Emotions will be running high in Madison, Wis., on Friday night but it will have little to do with Wisconsin’s return to the ice after a bye week to host No. 10 Denver. When the first puck drops, the game will be secondary in the minds of UW fans as they pay tribute to one of their heroes.
Former Badgers goaltender Kirk Daubenspeck will serve as honorary captain and do the honor of dropping the ceremonial first puck one year to the day after a horrific car accident that left him critically injured and in a six-day coma due to serious head trauma.
Daubenspeck’s vehicle collided with a semi in heavy fog on a rural highway less than an hour west of Madison.
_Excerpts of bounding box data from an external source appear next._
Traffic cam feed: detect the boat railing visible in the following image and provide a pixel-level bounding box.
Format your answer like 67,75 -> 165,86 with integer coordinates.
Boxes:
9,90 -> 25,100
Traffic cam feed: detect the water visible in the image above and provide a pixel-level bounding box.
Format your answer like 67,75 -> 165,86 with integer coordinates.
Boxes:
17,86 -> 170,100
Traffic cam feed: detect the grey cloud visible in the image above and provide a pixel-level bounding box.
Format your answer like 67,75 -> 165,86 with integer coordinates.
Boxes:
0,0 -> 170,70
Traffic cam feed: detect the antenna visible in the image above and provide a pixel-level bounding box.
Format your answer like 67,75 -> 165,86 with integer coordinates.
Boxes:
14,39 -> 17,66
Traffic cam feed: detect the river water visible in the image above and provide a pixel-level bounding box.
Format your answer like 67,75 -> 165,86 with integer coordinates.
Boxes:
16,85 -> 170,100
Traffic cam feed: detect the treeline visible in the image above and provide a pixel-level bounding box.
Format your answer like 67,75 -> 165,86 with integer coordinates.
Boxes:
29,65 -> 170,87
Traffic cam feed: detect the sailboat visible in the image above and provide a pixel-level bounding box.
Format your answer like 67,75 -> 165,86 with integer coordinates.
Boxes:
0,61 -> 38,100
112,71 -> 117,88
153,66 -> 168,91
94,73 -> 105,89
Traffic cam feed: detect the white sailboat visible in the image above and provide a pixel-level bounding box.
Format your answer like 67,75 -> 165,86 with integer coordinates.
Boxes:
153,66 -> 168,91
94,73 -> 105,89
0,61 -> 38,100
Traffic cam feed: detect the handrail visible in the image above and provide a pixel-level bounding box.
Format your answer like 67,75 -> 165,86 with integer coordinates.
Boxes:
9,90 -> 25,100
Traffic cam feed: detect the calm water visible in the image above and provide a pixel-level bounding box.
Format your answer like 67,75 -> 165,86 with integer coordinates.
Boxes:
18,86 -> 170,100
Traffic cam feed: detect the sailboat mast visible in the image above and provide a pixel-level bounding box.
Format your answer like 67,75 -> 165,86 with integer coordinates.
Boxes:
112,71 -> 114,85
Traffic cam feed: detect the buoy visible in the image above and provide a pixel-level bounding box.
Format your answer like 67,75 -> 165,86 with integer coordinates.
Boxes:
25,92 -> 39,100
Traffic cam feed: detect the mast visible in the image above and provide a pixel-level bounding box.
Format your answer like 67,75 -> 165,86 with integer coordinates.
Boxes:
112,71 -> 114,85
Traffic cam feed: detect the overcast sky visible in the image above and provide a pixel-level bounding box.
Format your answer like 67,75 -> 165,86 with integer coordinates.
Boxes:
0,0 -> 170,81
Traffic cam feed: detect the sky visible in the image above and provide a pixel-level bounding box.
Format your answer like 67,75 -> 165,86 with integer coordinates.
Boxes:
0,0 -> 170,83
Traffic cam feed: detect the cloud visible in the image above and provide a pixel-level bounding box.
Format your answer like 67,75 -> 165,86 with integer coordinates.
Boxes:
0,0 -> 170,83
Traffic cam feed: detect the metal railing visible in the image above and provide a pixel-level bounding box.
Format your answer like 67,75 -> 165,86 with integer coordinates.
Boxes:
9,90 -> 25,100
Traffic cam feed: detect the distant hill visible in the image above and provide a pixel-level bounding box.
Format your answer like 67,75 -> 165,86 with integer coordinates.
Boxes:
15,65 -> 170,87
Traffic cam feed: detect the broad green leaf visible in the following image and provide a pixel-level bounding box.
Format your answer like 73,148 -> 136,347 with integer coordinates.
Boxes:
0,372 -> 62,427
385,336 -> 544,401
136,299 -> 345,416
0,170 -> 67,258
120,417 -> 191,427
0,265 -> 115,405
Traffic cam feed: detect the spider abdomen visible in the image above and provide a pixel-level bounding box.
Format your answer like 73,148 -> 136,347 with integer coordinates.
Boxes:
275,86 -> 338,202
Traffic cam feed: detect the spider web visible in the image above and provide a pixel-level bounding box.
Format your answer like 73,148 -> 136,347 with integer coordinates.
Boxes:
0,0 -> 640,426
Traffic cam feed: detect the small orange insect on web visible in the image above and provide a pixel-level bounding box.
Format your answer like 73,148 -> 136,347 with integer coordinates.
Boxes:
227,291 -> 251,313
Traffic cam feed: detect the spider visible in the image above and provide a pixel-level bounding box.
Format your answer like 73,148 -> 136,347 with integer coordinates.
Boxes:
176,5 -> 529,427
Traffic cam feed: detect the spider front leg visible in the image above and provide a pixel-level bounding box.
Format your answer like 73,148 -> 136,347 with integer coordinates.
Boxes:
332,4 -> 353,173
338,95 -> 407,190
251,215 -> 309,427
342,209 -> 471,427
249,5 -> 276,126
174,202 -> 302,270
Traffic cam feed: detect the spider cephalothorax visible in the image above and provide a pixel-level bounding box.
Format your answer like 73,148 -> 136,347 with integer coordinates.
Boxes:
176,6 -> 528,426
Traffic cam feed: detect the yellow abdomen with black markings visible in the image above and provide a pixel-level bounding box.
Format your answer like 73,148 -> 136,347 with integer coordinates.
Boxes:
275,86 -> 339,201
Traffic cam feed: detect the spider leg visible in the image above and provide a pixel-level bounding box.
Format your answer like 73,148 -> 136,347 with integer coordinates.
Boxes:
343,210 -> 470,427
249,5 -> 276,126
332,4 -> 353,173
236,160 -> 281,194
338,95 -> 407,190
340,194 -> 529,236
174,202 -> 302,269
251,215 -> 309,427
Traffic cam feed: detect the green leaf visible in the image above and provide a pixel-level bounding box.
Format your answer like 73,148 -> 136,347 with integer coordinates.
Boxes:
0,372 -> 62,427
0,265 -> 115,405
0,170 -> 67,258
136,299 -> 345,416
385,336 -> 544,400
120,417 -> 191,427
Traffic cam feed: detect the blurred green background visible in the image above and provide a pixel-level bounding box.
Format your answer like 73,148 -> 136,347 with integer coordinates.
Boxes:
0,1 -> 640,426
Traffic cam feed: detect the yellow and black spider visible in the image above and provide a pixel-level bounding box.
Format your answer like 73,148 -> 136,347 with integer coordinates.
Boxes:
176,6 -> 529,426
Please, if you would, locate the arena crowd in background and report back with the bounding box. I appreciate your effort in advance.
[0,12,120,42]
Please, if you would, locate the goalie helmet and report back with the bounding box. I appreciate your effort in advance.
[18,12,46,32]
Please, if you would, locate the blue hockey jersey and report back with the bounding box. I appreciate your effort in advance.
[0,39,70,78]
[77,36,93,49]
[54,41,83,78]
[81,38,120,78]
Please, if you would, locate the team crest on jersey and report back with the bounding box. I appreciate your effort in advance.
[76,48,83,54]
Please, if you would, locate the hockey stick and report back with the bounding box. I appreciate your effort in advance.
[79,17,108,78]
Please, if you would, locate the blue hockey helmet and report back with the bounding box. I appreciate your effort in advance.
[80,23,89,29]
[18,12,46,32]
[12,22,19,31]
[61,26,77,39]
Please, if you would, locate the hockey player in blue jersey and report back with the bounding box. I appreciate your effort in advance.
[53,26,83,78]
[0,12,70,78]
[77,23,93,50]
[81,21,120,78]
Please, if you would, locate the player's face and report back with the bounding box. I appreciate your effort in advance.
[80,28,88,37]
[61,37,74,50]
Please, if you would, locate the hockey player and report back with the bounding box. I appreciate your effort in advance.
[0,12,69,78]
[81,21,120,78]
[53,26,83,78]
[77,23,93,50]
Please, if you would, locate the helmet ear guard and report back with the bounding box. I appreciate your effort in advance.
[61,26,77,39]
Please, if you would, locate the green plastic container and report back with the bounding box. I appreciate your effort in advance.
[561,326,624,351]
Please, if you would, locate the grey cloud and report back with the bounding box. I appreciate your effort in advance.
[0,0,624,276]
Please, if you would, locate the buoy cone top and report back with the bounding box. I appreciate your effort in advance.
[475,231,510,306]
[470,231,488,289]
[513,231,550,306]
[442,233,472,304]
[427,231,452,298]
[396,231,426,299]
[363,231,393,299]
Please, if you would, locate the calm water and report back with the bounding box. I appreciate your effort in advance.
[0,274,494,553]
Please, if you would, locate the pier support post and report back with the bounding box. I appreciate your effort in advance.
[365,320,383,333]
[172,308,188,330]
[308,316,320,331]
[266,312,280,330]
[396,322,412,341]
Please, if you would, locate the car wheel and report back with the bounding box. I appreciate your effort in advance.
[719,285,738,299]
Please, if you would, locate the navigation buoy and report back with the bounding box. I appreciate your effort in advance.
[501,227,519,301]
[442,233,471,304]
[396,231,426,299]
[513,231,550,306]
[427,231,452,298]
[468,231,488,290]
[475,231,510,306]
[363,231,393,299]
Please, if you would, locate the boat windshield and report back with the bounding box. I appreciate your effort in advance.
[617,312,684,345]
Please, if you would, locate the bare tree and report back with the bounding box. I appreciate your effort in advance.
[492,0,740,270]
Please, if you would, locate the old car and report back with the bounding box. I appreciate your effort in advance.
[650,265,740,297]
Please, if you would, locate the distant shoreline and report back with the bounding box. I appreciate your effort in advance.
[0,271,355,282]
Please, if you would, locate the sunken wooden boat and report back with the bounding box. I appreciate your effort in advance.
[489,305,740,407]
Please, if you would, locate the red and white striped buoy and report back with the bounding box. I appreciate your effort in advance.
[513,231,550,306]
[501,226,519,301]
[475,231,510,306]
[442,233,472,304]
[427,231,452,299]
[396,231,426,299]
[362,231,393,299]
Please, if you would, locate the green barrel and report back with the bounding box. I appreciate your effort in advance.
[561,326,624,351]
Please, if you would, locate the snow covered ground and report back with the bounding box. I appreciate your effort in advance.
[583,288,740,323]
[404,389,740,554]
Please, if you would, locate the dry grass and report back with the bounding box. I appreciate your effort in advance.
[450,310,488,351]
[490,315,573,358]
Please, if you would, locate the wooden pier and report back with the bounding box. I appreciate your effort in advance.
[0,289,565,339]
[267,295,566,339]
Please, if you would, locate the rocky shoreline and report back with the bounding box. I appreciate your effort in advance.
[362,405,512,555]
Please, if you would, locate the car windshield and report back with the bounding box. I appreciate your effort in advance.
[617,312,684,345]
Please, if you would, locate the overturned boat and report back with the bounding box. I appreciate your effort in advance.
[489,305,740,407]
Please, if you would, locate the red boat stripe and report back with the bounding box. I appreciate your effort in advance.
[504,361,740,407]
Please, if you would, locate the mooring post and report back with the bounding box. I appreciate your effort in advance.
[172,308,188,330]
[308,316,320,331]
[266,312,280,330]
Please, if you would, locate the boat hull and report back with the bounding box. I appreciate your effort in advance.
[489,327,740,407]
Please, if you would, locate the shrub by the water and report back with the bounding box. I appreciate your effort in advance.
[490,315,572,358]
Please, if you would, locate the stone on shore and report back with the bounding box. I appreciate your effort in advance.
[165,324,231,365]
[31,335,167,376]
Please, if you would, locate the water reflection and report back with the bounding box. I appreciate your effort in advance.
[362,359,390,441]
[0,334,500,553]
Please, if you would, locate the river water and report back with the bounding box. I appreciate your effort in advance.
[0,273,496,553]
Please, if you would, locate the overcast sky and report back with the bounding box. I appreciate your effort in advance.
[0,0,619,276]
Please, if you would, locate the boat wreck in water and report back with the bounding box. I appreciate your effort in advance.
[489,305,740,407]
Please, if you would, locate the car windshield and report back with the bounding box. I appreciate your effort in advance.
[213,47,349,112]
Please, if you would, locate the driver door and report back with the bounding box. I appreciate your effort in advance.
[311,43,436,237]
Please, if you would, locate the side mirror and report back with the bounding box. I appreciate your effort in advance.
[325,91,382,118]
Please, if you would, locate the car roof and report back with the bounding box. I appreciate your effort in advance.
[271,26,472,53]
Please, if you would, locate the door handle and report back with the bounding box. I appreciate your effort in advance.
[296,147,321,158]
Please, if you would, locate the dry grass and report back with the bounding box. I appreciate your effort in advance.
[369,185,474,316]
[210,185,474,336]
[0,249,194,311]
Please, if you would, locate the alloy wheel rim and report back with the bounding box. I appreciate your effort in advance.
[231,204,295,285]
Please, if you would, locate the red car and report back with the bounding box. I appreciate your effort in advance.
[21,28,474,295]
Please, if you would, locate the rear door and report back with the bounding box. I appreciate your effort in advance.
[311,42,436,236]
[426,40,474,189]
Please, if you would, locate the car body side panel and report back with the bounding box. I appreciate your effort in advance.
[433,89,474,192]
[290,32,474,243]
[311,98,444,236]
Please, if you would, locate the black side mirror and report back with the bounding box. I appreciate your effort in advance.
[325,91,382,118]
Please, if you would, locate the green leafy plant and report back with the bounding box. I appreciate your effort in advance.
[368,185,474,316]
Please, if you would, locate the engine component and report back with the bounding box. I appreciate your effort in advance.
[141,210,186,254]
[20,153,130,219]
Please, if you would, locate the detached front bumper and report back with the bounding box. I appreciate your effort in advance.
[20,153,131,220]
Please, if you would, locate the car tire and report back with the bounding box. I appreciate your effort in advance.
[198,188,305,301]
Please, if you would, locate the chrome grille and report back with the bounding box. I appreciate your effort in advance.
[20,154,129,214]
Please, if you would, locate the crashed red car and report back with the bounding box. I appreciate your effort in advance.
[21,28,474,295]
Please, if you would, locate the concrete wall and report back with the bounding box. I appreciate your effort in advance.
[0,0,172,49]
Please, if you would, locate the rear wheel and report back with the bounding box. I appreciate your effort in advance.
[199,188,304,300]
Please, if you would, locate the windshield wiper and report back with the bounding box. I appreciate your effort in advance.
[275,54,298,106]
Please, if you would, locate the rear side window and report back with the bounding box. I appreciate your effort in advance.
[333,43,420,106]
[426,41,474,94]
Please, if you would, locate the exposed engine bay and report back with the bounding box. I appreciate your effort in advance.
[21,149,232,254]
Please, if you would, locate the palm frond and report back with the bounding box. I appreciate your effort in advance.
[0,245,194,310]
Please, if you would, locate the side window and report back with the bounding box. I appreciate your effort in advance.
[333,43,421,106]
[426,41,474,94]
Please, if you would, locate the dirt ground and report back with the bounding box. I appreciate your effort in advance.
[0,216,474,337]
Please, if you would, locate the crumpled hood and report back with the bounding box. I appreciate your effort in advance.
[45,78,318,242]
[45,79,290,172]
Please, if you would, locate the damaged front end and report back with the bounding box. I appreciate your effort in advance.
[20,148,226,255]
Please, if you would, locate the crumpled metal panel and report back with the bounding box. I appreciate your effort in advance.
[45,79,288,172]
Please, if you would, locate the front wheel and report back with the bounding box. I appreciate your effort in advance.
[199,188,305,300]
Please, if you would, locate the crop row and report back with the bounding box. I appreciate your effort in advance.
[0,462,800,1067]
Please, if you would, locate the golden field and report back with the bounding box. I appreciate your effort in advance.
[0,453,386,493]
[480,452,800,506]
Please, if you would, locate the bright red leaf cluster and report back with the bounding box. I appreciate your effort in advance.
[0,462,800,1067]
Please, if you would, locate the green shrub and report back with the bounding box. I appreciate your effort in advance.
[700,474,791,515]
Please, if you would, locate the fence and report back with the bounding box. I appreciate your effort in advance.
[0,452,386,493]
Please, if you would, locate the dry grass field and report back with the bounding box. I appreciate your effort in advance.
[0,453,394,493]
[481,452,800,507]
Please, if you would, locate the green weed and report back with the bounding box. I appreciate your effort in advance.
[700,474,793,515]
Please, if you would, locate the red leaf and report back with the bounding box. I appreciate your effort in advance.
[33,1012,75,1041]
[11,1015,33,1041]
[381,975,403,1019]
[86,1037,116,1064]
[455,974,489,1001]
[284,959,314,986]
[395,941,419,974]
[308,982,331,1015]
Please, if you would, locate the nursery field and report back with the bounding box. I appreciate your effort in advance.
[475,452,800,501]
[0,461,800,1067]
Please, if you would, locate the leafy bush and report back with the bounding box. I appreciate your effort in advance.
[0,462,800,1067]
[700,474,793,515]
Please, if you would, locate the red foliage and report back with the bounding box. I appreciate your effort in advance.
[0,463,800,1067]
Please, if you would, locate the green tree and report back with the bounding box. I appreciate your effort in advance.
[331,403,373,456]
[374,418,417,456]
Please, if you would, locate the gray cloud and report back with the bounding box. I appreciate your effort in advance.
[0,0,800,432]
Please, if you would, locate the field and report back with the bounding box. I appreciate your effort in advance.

At the time of the accident, he and his wife Peggy had an 18-month old son, Axel, and had recently learned a second child was on the way.
The Daubenspecks’ daughter, Elsa, is now four months old.
The Madison community and Daubenspeck’s fellow Badgers hockey alums, particularly close friends and former teammates Mark Strobel and Jamie Spencer, immediately rallied around the man affectionately known to his friends as Dauber.
Shortly after the accident, Strobel and Spencer turned their attention toward enlisting the support of former Badgers players and community members in fundraising efforts for the family to defer medical costs and prepare for potential home renovation Kirk’s condition may have required.
“I’ve been with him the whole way through just like, you know, friends do,” said Strobel who currently serves as a rink side reporter for the Big Ten Network’s hockey telecasts. “We were blessed to have that relationship at Wisconsin and the community to rally behind us in a very difficult time.”
Strobel said he and other friends of the Daubenspeck family cannot begin to thank Badgers fans, the Badgers hockey community, Badgers alumni and the Wisconsin athletic department for their financial support and their prayers of hope over the past year.
“We owe you so much for just thinking of him and his family,” Strobel said.
When the Badgers wanted to wear stickers on their helmets last season in honor of Daubenspeck, Strobel and Spencer asked for and were granted an opportunity to speak with the team.
“I wanted the players and that staff to understand who Kirk Daubenspeck is and was and what the program meant to him and I wanted these kids to know that this is more than hockey, it’s more than college hockey,” said Strobel, a two-time Badgers captain (1994-95) during Daubenspeck’s freshman and sophomore seasons.
“We all bled for the jersey. The Richters, the Mellanbys, the Chelioses — they all did the same thing and that’s where, to me, the unification of being blessed to be in that 1 percent really has to come through now.”
A Madison native, Daubenspeck went 55-55-8 at Wisconsin from 1993 to 1997 with a 3.79 career goals against average and was a second-team All-American as a senior. According to Strobel, there was never a shadow of a doubt where Daubenspeck was going to play his college hockey and he was prepared for any obstacle.
“Dauber came in when we were juniors and he was a freshman because he wanted to go to Wisconsin so bad he was willing to play juniors and didn’t even care that [goaltender] Jim Carey was already committed,” said Strobel. “He just said, ‘It’s been my dream and I’ll fight for the job.'”
Challenges remain for Daubenspeck but, according to a story by the Wisconsin State Journal‘s Andy Baggot, the two-time Badgers MVP (1996, 1997) has made tremendous strides in his recovery, including walking without the aid of a cane.
Strobel has been there throughout the process and has proudly witnessed his friend’s remarkable transformation.
“I just see a guy that’s just full of his life, really blessed, he’s got a beautiful wife and friends and kids,” said Strobel. “Even in his faith, he’s just reaching out, saying, ‘Man, I have a second chance here.’
“I truly believe that character is revealed in the tough times and God doesn’t waste pain. So if you don’t believe and you don’t have hope and you don’t rally around people, you’ve got nothing.”